Health insurers balk at proposed Medicare Advantage rates
CVS Health and Centene executives say newly proposed Medicare Advantage rates for 2025 aren't "sufficient" and hinted they could cut benefits if the federal government finalizes the rates as is.
Why it matters: More than half of Medicare enrollees are in private Medicare Advantage plans. The specter of potential cuts to seniors' health care benefits in an election year could put pressure on the Biden administration.
Catch up quick: Medicare last week proposed cutting base payments to MA plans by 0.16% next year.
- Medicare officials said the plans would still receive $16 billion more next year once payments are risk-adjusted to account for the health of their customers.
- The officials said they expect beneficiary benefits and premiums to stay stable based on the proposed rates.
Yes, but: CVS Health, which owns Aetna, and other insurers like Centene and Humana said they're expecting a deeper net cut, especially as they face rising medical costs.
- "The funding level was broadly consistent with our expectation, which we do not believe is sufficient to cover current medical cost trends," CVS Health CEO Karen Lynch said during an earnings call Wednesday.
- The company cut its earnings outlook for 2024 based on the increased use of medical services experienced across the industry.
- Lynch also raised concern that changes coming to Medicare Part D under the Inflation Reduction Act, which includes caps on seniors' drug expenses, will require "additional funding to cover the comprehensive member benefits provided and the increased risk that plans are assuming."

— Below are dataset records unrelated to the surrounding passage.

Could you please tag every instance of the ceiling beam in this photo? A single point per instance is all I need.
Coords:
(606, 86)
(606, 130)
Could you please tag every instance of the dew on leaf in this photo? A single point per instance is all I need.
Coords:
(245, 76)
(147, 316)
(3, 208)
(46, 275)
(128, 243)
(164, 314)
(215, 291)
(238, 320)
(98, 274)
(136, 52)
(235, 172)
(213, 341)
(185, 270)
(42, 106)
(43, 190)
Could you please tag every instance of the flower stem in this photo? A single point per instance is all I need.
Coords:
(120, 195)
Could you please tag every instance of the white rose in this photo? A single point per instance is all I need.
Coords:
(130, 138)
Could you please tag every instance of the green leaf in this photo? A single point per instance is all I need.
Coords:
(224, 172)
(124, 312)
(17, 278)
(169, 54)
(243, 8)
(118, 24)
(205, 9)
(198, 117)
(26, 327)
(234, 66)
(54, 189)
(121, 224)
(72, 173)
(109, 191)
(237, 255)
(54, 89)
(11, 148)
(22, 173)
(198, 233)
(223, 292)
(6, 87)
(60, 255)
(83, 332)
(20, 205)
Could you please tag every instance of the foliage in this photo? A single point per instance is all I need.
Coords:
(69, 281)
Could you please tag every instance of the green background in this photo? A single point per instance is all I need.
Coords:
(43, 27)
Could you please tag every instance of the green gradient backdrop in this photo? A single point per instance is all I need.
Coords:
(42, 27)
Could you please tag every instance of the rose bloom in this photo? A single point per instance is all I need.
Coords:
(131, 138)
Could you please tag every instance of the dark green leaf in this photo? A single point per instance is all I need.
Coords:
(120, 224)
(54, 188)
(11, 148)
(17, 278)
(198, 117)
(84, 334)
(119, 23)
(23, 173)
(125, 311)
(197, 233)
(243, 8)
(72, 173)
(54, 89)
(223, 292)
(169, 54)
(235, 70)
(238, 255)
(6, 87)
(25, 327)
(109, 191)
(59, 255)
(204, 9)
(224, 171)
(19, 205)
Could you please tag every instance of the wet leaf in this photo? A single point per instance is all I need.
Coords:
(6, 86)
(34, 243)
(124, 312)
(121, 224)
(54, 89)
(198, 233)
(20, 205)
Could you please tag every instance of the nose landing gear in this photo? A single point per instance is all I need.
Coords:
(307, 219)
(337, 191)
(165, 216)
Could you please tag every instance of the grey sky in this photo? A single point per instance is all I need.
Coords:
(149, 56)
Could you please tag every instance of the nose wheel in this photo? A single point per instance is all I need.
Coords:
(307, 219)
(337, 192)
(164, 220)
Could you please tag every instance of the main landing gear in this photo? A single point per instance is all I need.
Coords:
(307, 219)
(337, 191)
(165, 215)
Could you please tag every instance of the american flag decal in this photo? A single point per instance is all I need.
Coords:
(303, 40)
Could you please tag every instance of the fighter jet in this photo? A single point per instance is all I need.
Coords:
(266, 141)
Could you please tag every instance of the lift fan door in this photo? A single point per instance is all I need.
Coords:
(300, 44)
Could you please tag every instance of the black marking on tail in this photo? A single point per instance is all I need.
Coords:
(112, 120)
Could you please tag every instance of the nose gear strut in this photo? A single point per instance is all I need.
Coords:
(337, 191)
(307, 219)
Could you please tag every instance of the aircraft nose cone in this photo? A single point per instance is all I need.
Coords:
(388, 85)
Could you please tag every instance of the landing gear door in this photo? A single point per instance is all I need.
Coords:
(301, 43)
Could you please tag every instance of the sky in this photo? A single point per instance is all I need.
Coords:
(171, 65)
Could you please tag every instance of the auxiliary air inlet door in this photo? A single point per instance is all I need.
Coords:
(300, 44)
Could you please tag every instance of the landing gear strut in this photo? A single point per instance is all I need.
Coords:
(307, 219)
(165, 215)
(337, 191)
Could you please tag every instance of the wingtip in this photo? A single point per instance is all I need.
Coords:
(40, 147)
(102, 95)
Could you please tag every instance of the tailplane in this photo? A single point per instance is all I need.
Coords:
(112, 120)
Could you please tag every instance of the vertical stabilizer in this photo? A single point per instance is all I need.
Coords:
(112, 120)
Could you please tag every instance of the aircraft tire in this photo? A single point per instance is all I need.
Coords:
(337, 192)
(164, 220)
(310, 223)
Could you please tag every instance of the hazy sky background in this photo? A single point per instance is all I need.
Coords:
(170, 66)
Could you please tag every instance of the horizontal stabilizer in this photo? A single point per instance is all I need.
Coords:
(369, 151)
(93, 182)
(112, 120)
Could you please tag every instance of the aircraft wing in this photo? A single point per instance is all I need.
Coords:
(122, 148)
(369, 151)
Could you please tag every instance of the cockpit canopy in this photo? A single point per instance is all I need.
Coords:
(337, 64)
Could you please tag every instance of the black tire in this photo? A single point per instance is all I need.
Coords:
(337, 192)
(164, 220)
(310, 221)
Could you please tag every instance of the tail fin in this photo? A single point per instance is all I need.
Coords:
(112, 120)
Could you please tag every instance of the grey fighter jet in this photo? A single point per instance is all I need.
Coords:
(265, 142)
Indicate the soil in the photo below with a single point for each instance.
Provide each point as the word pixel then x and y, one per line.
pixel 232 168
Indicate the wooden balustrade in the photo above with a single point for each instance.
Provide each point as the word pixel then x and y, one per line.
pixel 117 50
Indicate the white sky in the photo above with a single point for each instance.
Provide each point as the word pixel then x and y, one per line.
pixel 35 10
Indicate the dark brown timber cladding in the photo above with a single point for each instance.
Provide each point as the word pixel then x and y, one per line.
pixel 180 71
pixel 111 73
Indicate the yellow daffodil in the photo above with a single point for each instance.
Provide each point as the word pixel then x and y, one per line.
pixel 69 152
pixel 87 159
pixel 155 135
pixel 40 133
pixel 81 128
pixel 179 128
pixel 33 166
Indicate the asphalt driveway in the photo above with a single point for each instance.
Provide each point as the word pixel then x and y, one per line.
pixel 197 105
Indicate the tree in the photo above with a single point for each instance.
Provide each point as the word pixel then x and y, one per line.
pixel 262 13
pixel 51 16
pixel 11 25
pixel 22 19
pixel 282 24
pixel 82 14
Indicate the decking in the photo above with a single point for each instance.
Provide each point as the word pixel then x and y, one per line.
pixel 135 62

Between the lines: CVS and Centene executives this week said they would "adjust" their plans to account for the proposed rates.
- "The products may be a little bit less attractive for seniors from an industry standpoint if we don't make a lot of progress on the final rates," said Centene CFO Drew Asher on the company's Tuesday earnings call.
What we're watching: Final MA rates for 2025 are expected to be released by early April.
- Centers for Medicare and Medicaid Services officials have said Medicare will incorporate updated information about health care use into the final rate, which could mean a bump to the base payment rate.